Сельсовет задумал поставить радио: удобнее всего антенну водрузить на колокольне. Церковный совет второй месяц обсуждает этот вопрос, старики не знают: радио против Бога или нет. Вся жизнь поселка соткана из таких противоречий. Самое отрадное явление, это – кредитная кооперация. Она имеет прибыль, число пайщиков растет. Она завела два трактора, но керосин и бензин так дорог, что казаки предпочитают пахать по-прежнему плугом на быках и лошадях. Один трактор пришлось продать. Потребиловка еще не крепко стоит на ногах. В поселке имеется три частных лавки.

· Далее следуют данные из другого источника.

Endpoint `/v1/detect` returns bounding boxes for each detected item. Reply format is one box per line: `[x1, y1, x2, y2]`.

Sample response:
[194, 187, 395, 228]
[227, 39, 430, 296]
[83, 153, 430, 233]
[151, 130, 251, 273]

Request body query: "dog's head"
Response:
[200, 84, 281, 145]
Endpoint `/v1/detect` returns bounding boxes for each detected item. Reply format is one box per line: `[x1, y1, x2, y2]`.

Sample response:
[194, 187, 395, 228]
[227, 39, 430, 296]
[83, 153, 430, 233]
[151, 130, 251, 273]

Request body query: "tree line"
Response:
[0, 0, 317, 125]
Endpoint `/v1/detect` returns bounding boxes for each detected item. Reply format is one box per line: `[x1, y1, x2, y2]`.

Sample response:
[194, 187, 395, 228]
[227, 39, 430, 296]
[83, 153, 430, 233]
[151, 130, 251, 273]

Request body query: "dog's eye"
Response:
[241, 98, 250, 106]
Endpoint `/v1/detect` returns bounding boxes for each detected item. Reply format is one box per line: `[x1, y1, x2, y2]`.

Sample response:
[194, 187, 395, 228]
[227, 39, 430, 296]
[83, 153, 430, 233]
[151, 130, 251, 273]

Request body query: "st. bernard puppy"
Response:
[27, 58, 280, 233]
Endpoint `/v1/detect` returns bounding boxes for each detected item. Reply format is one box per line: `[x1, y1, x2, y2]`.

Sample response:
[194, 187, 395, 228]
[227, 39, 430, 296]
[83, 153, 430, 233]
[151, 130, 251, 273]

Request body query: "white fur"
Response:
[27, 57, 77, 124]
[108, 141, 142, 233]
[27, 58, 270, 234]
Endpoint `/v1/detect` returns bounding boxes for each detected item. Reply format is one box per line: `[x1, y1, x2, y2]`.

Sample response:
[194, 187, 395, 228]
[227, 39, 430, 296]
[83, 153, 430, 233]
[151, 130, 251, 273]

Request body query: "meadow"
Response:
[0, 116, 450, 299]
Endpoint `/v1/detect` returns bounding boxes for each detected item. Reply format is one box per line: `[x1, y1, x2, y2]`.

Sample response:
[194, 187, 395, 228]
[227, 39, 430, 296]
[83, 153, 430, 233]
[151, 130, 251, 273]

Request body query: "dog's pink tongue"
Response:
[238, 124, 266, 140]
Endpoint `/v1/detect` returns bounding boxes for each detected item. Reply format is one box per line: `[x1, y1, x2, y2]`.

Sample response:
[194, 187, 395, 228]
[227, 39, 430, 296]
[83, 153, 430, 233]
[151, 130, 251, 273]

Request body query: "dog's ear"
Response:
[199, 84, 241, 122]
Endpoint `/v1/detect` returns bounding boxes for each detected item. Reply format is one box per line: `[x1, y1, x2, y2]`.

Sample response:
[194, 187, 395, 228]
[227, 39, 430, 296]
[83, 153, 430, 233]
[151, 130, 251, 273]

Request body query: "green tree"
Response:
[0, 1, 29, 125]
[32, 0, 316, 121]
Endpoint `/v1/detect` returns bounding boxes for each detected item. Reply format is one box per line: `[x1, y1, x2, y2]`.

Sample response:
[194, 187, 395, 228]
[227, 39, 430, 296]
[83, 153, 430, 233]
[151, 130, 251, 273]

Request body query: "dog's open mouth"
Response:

Один служащий кооператива устроил гражданское празднество на своей свадьбе, но новых обрядов никто не знал. Так же, как прежде, возили по селу приданое напоказ, так же стреляли из ружей. А дружка, ехавший на возу с приданым, пьяный валился на землю и валялся на улице в пыли. Новизна не новая для станичников! Алименты – вот что по-настоящему всколыхнуло поселковую жизнь. Местный учитель, бывший когда-то председателем Совета, прижил со своей прислугой ребенка. Казаки взволновались. Сам Дон Жуан мечется по судам и не хочет покориться своей горькой участи. Собирается продать дом и сбежать из поселка. Уехал на днях в Оренбург хлопотать об отмене приговора. Старики с нетерпением ждут его возвращения: «Да неужто и впрямь ему придется платить развратной девке?»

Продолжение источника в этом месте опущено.